Initially I had almost 3 million data points and 140 features. I aimed to get to a smaller size of dataset with less than 50 features to process my next step.
<class 'pandas.core.frame.DataFrame'> RangeIndex: 2925493 entries, 0 to 2925492 Columns: 141 entries, id to debt_settlement_flag dtypes: float64(106), object(35) memory usage: 3.1+ GB '''
After doing data cleaning, EDA and feature engineering, I was able to cut down to 246,000 data points with 28 features. Here’s what I did:
-
drop the columns have missing values more than 30 % -> cut down to 104 features
-
check the Loan Dictionary for each columns definition and decided to drop or not -> cut down to 51 features
-
delete the row with missing values -> n size : 2925493 to 2657654
-
filter by Loan Status(target) as "Fully Paid" and "Charged Off" only. Discard the rest of loan status -> n size : 2657654 to 1711571
-
made a histogram on loan issued date and found out most of the records are between 2017 to 2020 (vs original issued date range was 2007 to 2020.) I assumed Lending Club is getting popular overtime, and I tend not to look into the loan data around 2008 financial crisis since the situation was different, so I only took recent 3 years loan data : 2018 Jan to 2020 Sep -> n : 246004
-
drop financial institution features as interest rate, grade, sub grade, fico score since these are likely created by financial professionals and I’d like to see my model perform without it first. Later I might add it back to see if it will improve my model since they are good predictors.
-
the relationship between feature "employment length' and target "Loan Status". Borrowers with 10+ year employment length tend to pay back their loan the most.
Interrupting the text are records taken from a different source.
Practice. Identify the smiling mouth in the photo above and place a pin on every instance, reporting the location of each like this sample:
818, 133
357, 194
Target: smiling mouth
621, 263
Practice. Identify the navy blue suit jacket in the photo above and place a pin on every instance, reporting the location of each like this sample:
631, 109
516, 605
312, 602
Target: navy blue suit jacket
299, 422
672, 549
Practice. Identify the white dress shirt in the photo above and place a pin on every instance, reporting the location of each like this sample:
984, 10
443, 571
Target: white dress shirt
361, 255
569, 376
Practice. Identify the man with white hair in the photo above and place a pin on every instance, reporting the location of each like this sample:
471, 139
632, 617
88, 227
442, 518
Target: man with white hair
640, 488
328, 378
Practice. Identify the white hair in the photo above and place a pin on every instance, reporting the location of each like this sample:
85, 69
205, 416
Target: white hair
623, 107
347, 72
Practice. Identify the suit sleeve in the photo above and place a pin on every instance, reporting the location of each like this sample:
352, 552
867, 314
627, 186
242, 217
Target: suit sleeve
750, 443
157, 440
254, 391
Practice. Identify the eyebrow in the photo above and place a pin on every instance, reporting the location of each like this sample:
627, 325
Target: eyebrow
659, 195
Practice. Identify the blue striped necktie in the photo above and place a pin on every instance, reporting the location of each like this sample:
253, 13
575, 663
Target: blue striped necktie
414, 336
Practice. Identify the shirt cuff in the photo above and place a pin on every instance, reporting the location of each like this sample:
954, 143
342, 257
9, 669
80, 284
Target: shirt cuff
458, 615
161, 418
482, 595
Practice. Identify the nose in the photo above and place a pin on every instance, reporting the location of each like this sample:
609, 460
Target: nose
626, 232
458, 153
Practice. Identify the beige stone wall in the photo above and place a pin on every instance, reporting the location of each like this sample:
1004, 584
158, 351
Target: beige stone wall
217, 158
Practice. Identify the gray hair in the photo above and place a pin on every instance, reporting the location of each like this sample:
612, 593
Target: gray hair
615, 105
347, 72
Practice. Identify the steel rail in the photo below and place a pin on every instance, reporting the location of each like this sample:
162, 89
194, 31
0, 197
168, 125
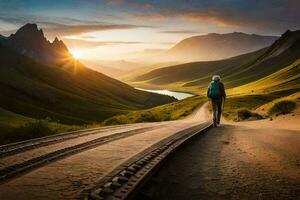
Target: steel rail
12, 149
125, 182
12, 171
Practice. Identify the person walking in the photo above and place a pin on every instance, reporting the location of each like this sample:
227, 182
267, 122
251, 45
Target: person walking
216, 93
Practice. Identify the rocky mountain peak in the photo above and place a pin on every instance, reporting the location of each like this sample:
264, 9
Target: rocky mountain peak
29, 40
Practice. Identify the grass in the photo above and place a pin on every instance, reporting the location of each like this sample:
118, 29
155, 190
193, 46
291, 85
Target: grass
171, 111
266, 108
243, 114
69, 93
15, 127
234, 104
24, 128
263, 71
282, 107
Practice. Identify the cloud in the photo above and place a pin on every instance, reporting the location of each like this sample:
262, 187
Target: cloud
80, 43
271, 16
181, 32
115, 2
67, 30
62, 26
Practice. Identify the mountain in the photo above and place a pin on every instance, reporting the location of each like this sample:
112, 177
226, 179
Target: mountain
215, 46
114, 69
235, 71
40, 79
31, 42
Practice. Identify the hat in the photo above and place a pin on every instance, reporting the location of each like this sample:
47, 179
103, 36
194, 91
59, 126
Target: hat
216, 78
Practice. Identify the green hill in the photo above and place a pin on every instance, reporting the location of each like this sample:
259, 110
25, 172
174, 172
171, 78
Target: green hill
235, 71
61, 89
On the other hand, it's also the majority group who charged off the loan.
-
create dummies for Catergorical features and applied feature engineer on "address state" - break into 4 major US regions instead of each state.
-
made a pairplot to observe the trend on numeric features.
I ran a simple Logistic Regression as my baseline model. In my project, I assume banks don't want to lend out money to borrowers who can’t pay back, so I will focus more on Recall than Precision. However, my baseline model Recall is only 0.02, but I’ll improve on my next model. Baseline model F1 score is 0.042. Test AUC: 0.626. See the following for Classification Report and Confusion Matrix:
As I making “Charged Off” on loan as positive class (1) and “Fully Paid” as negative class (0), the ratio is imbalance (2:8), so I added Weighted Class for Oversampling method to balance it. The scores improved: Recall increased to 0.53, F1 score is 0.42. Test AUC: 0.626. See the following for Classification Report and Confusion Matrix:
I plan to use Random Forest and XGBoost for more modeling.